導入
営業管理や対応履歴、進捗管理のExcel管理表で「いつの間にか情報が古くなっている」「他の担当に聞かないと最新が分からない」という相談はよくあります。担当者がさぼっているのではなく、入力するタイミングが業務フローと結びついておらず、後回しになりがちな構造になっていることが原因です。

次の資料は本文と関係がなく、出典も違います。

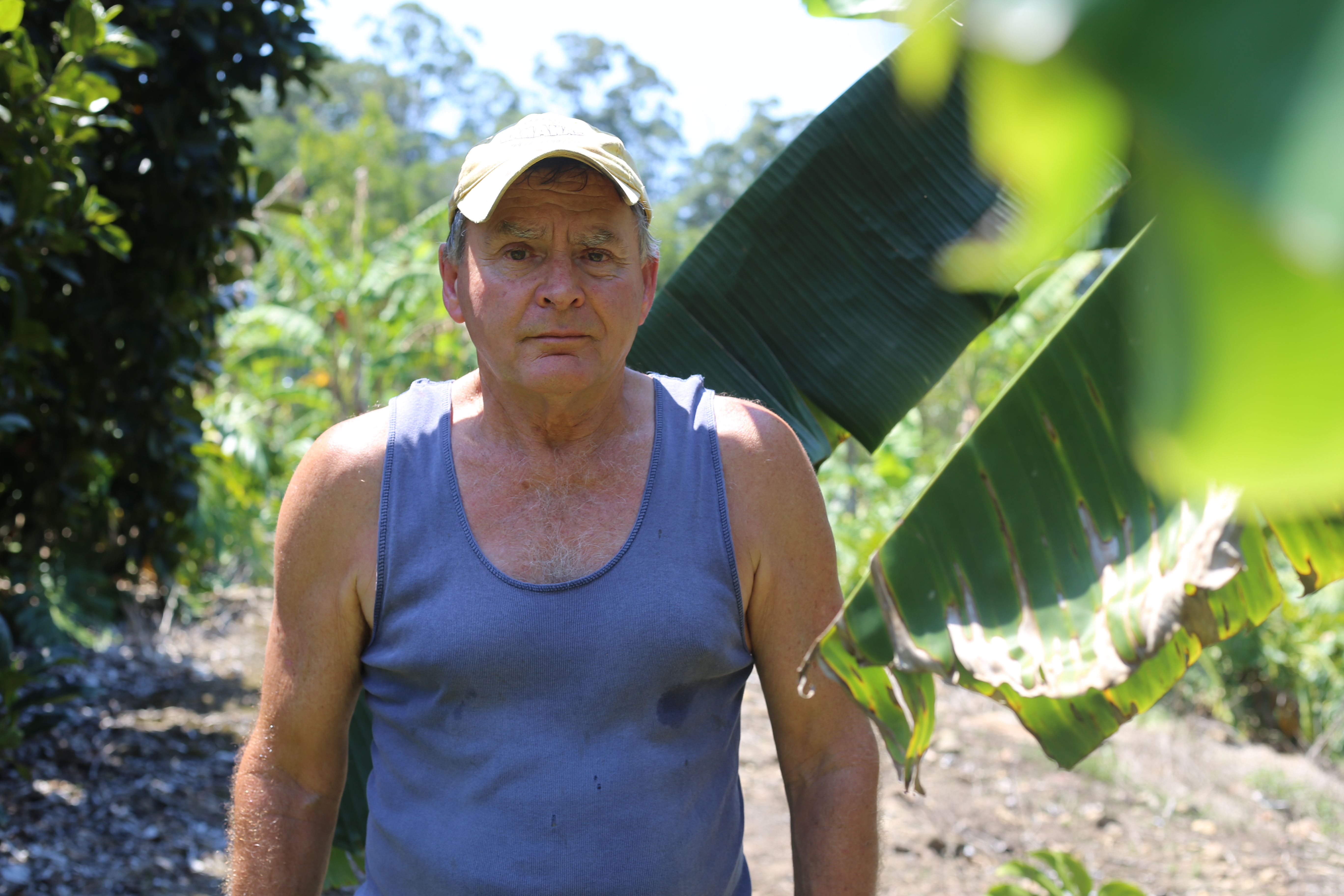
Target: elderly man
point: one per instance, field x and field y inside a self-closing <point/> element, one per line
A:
<point x="553" y="577"/>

この記事では、Excel管理表の入力タイミングを発生時・確認時・完了時に分けて決め、更新漏れを減らす手順を紹介します。
この記事で解決すること
| 項目 | 内容 |
|---|---|
| 解決する課題 | 入力が後回しになり情報が古くなる |
| 主な原因 | 入力タイミングが業務フローと結びついていない |
| 解決方法 | 発生時・確認時・完了時など入力タイミングを決める |
| 対象業務 | 営業管理・対応履歴・進捗管理 |
| 対象人数 | 3〜30人 |
| 難易度 | ★☆☆☆☆ |
| 作成時間 | 15分 |
| 効果 | 更新漏れを減らせる |
| 向かないケース | 不定期の自由メモ |
この記事は管理表を作り直すための内容ではなく、既存の表に「いつ入力するか」のルールを加えて、15分で更新漏れを減らすための手順です。
なぜその管理表はうまくいかないのか
入力が後回しになる管理表には、共通する状況があります。
- 入力タイミングが「気づいた時」になっている
- 業務イベント(受注・確認・完了など)と入力が結びついていない
- 「まとめて月末に入れる」運用で、途中の情報が抜ける
- 担当者によって入力するタイミングがバラバラ
- 入力する場面がメール・電話・打合せに分散している
- 情報が古くなっても、表上で気づきにくい
担当者の意識ではなく、業務フローと入力タイミングが結びついていないことが原因なので、見直しは入力タイミングをイベントに紐付けることから始めます。
改善手順
ステップ1. 業務フローを書き出す
対象の管理表が使われる業務の流れを書き出します。「受注→対応→確認→完了」のように、主な業務イベントを並べます。
ステップ2. 列ごとに入力イベントを割り当てる
各列について「どのイベントで入力するか」を決めます。「受注時に入力」「確認時に更新」「完了時に終了日を入力」など、列とイベントを1対1で対応させます。
ステップ3. 発生時入力の列を明確にする
業務イベントが発生したらすぐ入力すべき列を明示します。受注内容や問い合わせ内容など、後回しにすると詳細が消える項目はここに入れます。
ステップ4. 確認時・完了時の入力を分ける
「確認時にステータスを更新」「完了時に完了日を入力」のように、後段のイベントに紐付く入力列を分けます。担当者が今どの段階の入力をするか迷わなくなります。
ステップ5. 表のルールに記載する
決めた入力タイミングを、表の先頭シートまたは見出しコメントに書きます。引き継ぎや新人にもすぐ伝わるようにします。
Before / After
| 観点 | Before | After |
|---|---|---|
| 課題 | 情報が古くなる | 業務イベントごとに更新される |
| 原因 | 入力タイミングが曖昧 | イベントと列が結びついている |
| 運用 | 気づいた時にまとめて入力 | イベント発生時にその場で入力 |
| 確認 | 後追いで確認する | 表が最新で揃っている |
| 効果 | 更新漏れが多い | 更新漏れを減らせる |
入力タイミングを表に書いておくと、担当者が変わっても運用が崩れにくくなります。
実務での注意点
- 向かないケース:不定期の自由メモは、本手順の対象外です
- 「まとめて月末入力」は記録の鮮度が落ちます。発生時入力できる列はその場で入れます
- 入力タイミングを細かくしすぎると守られなくなります。3〜5段階を目安にします
- 入力に必要な情報が、その時点で手元にあることを前提に決めます
- 半年に1度、入力タイミングを再点検します。業務フロー変更で見直しが必要になることがあります
Web化・スプレッドシート化との関係
Excel改善で足りる場合
利用人数が30人以下で、入力タイミングのルール化だけで運用が回るなら、Excelのまま入力タイミングを書き込む方が早く効果が出ます。
スプレッドシート化・Web化を考える場合
入力タイミングを通知やリマインドで補助したい場合は、通知機能を持つツールへの移行を検討する根拠になります。
ツールを変える前にこの入力タイミングの整理をしておくと、Excelを続ける場合にも別ツールへ移る場合にも、業務フローに沿った運用がしやすくなります。
まとめ
入力が後回しになり情報が古くなる原因は、入力タイミングが業務フローと結びついていないことにあります。発生時・確認時・完了時など入力タイミングを決める手順で、更新漏れを減らせるようになります。